= Runs per wicket ratio =

Ranking method used in cricket

Runs per wicket ratio (RpW ratio, also called the Quotient) is a method of ranking teams in league tables in cricket who are equal on other criteria, including points.

==Usage==
It was used in the 2019–2021 ICC World Test Championship, under the name RpW Ratio.

It is used in Australia's Sheffield Shield, under the name Quotient. It was used to determine the champions in 1910–11, and a number of times after that. It has not been required to determine final league positions since fractional bonus points for each run scored and wicket taken were introduced (in 2014–15).

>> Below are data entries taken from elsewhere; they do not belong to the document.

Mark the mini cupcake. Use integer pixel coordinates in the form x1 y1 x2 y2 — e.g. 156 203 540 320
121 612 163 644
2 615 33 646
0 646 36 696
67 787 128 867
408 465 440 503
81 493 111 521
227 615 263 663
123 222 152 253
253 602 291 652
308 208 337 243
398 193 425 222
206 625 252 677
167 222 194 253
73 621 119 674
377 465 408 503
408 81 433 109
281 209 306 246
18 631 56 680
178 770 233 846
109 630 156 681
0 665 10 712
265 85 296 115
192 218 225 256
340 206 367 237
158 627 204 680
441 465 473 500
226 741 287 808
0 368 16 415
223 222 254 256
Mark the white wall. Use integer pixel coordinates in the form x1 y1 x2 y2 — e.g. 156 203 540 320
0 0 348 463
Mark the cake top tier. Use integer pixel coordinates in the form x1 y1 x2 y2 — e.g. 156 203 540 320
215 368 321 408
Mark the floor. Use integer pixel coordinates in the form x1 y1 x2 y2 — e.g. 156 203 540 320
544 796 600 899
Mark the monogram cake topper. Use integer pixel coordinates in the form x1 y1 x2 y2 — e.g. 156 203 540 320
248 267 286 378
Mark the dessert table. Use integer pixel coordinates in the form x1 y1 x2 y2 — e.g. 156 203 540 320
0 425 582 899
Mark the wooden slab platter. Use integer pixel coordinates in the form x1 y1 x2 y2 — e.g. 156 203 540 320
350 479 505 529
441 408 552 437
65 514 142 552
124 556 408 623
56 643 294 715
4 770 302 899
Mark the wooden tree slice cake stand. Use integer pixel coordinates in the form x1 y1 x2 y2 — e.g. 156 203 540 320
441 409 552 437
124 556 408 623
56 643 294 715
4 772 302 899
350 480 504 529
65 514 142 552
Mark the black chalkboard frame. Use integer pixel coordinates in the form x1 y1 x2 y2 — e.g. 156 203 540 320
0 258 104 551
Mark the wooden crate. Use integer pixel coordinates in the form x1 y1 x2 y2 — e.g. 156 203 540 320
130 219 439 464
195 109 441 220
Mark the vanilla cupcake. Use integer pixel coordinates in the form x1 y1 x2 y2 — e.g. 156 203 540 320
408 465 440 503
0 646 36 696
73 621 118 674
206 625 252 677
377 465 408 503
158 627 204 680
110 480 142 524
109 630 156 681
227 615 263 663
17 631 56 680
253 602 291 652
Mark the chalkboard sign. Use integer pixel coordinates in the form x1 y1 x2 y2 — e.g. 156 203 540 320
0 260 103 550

It is used in India's Ranji Trophy and Duleep Trophy, under the name Quotient.

==Calculation==
It is the number of runs scored per wicket lost, divided by the number of runs conceded per wicket taken:

$\text{RpW ratio }=\frac{\text{total runs scored}}{\text{total wickets lost}} \div \frac{\text{total runs conceded}}{\text{total wickets taken}}.$

Mathematically, this is equivalent to:
$\text{RpW ratio} = \frac{ {\text{total runs scored}} \times {\text{total wickets taken}} } { {\text{total runs conceded}} \times {\text{total wickets lost}} }.$

For example, if in one match Sri Lanka scored a total of 535 runs for the loss of 14 wickets, then they scored 38.214 runs per wicket. If they conceded 534 runs while taking 20 wickets, then they conceded 26.7 runs per wicket. So their RpW ratio = 38.214 ÷ 26.7 = 1.431.

The RpW ratio for their opponent (say, New Zealand) is the inverse of this: 26.7 ÷ 38.214 = 0.699. So if two teams have played only each other, their two RpW ratio figures are reciprocals.

As the units are the same either side of the division (runs/wickets), they cancel out, so RpW ratio is a dimensionless quantity.

==Interpretation==
It is the average number of runs scored per wicket, for each run per wicket conceded:
- If RpW ratio is less than 1, then the team scored fewer runs per wicket than it conceded. In the example, New Zealand scored 26.7 runs per wicket but conceded 38.214 runs per wicket. So they scored 0.699 runs per wicket for each run per wicket conceded.
- If RpW ratio equals 1, then the team scored exactly the same number of runs per wicket as it conceded.
- If RpW ratio is greater than 1, then the team scored more runs per wicket than it conceded. In the example, Sri Lanka scored 38.214 runs per wicket and conceded 26.7 runs per wicket. So they scored 1.431 runs per wicket for each run per wicket conceded.

RpW ratio is not to be confused with the ratio of runs conceded to wickets taken by individual bowlers, known as bowling average, or with batting average.

Note: With just RpW ratio, the winner of a particular match cannot be decided as the data is insufficient in telling the actual status of the match already played.